# 2nd hand car dealer required - need to buy a car ASAP



## Helen248 (Nov 18, 2019)

Hi,

We made our permanent move to Portugal yesterday and started the new year here - exciting times.

Desperately trying to find a car sales 2nd hand dealer near to Arganil, Coimbra or even as far as Porto.

Hire car has to go back Saturday and we are dedicating Friday to view cars.

I have had a look on StandVirtual but can't find much within our budget of 3000-4000 euros.

Don't mind what it is as long as it is reliable.

Want a car sales not a private seller as hoping for at least a 3 month warranty and don't want hassle of buying a car only to find out it has finance on it as I've heard the buyer is then liable for the finance. Still learning Portuguese so easier for us to buy from a reliable dealer.

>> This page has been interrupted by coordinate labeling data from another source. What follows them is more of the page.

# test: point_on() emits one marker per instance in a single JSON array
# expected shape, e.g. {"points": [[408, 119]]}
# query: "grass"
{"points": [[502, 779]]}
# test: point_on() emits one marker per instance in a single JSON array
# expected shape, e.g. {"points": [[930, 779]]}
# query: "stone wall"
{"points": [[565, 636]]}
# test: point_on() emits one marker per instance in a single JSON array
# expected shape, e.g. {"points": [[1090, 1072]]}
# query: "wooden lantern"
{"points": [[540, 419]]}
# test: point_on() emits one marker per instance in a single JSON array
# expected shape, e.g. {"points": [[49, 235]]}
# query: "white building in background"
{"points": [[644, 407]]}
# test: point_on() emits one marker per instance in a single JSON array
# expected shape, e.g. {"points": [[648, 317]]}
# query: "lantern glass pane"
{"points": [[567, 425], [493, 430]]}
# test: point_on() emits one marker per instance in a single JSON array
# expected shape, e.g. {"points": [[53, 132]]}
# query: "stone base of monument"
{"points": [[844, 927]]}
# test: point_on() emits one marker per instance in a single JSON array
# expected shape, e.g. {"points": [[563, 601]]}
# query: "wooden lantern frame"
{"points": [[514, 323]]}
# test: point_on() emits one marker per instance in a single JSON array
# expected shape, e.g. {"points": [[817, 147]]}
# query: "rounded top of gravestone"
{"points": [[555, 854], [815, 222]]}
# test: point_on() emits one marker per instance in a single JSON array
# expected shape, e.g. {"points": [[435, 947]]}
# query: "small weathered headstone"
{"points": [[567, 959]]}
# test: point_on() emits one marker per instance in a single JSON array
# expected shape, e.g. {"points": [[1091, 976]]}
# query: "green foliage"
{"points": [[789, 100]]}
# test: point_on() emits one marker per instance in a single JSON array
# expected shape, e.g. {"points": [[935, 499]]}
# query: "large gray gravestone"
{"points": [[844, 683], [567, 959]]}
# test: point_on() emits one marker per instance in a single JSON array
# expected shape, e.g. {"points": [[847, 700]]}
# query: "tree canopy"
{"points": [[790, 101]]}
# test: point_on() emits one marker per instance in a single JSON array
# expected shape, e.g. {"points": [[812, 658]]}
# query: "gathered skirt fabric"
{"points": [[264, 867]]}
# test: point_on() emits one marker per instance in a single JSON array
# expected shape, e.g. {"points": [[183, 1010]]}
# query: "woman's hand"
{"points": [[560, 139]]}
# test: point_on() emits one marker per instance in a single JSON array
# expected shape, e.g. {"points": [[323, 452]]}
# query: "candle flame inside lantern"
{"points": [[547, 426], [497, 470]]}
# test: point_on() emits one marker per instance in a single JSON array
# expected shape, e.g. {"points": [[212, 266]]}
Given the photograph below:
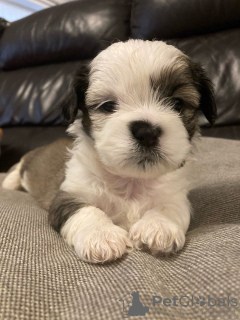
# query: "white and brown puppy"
{"points": [[122, 182]]}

Any help suggesting car sales dealers would be great.


----------



## smudges (May 2, 2013)

I have been looking too as I will need to get a car - I came across jsrautomoveis.pt through googling where I found ooyyo.com.
I haven't used either of them but I did ring JSR and have had a bit of email contact - they seem quite clued up.
Please let us know how it goes.


----------



## hktoportugal (Feb 25, 2019)

Sorry, don't know any reliable car dealer in that area, have you tried google and reading reviews of dealers in the area you are looking for? I typically use Chrome with auto translate Portuguese to English. Good luck hunting as used cars are very expensive in Portugal so the budget is pretty ambitious for a reliable car imho. I hope you don't need the car already right away as it will take some time to register, get insurance etc. Not sure how long that takes for used car though as we bought a new car. To register and insure your car you need to have proof that you live in Portugal, we moved earlier last year and I had to show my house papers for the registration of the car at the car dealer. Car Insurance we arranged separately as prices vary quite a bit.


----------